Calvin Architecture:
  ┌──────────┐     ┌──────────┐     ┌──────────┐
  │ Sequencer│────>│ Scheduler│────>│ Executor  │
  │ (global  │     │ (local   │     │ (local    │
  │  order)  │     │  locks)  │     │  execute) │
  └──────────┘     └──────────┘     └──────────┘

  Sequencer batches txns, assigns global order (via Paxos)
  All replicas execute same batch in same order
  Deterministic → no 2PC needed for replication!

Trade-off: Must know read/write sets upfront. Reconnaissance queries needed for dependent reads. High abort rate under contention with dependent transactions.

Deterministic Databases

Extend Calvin's idea. If execution is deterministic and all replicas agree on input order, they produce the same output without cross-replica coordination for each transaction.

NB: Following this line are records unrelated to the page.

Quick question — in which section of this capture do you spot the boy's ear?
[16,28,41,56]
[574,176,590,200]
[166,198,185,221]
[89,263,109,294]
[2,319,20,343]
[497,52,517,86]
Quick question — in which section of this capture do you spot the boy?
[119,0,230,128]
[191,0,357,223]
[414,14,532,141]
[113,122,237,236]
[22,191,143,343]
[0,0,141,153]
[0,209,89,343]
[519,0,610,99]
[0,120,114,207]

Input:  [Tx1, Tx2, Tx3]  (globally ordered)
         │     │     │
Replica A: execute in order → State A
Replica B: execute in order → State B

State A == State B  (guaranteed by determinism)

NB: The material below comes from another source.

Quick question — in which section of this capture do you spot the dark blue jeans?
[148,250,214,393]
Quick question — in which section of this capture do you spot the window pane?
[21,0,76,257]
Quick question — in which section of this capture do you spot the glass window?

Systems: Calvin, FaunaDB, LLAOL.

Comparison

| Approach | Consistency | Latency | Availability | Complexity | |---|---|---|---|---| | 2PC | Atomic | High (2 RTT + locks) | Blocks on coordinator failure | Low | | 3PC | Atomic | Higher (3 RTT) | Non-blocking (sync model) | Medium | | Saga | Eventual (compensating) | Lower per step | High | Medium-High | | Spanner | External consistency | Medium (commit-wait ~7ms) | Majority quorum | High | | Calvin | Serializable | Medium (batch + execute) | Majority quorum | Medium |

Choosing a Strategy

Need strong atomicity across databases?
  ├── Yes: Can you tolerate blocking?
  │    ├── Yes: 2PC (simplest, widely supported)
  │    └── No:  Spanner-style (requires accurate clocks)
  └── No: Saga pattern
       ├── Few services, clear flow → Choreography
       └── Many services, complex flow → Orchestration

Real-World Systems

| System | Approach | Notes | |---|---|---| | PostgreSQL (FDW) | 2PC | Foreign data wrapper transactions | | Google Spanner | 2PC + TrueTime | External consistency | | CockroachDB | 2PC + HLC | Serializable, no atomic clocks needed | | Temporal / Cadence | Saga orchestration | Workflow engine for sagas | | Amazon Step Functions | Saga orchestration | AWS-native workflow | | FaunaDB | Calvin-inspired | Deterministic transactions |

Key Takeaways

  • 2PC is the workhorse of distributed transactions but blocks when the coordinator fails. Use it when transactions are short and coordinator failures are rare.
  • Sagas trade atomicity for availability and are the standard pattern in microservices. Design compensating actions carefully -- they must be idempotent.
  • Spanner's TrueTime is an engineering marvel that turns clock synchronization into a consistency mechanism. CockroachDB approximates this with HLC.
  • Deterministic databases (Calvin) avoid 2PC entirely by fixing execution order upfront -- a fundamentally different approach worth understanding.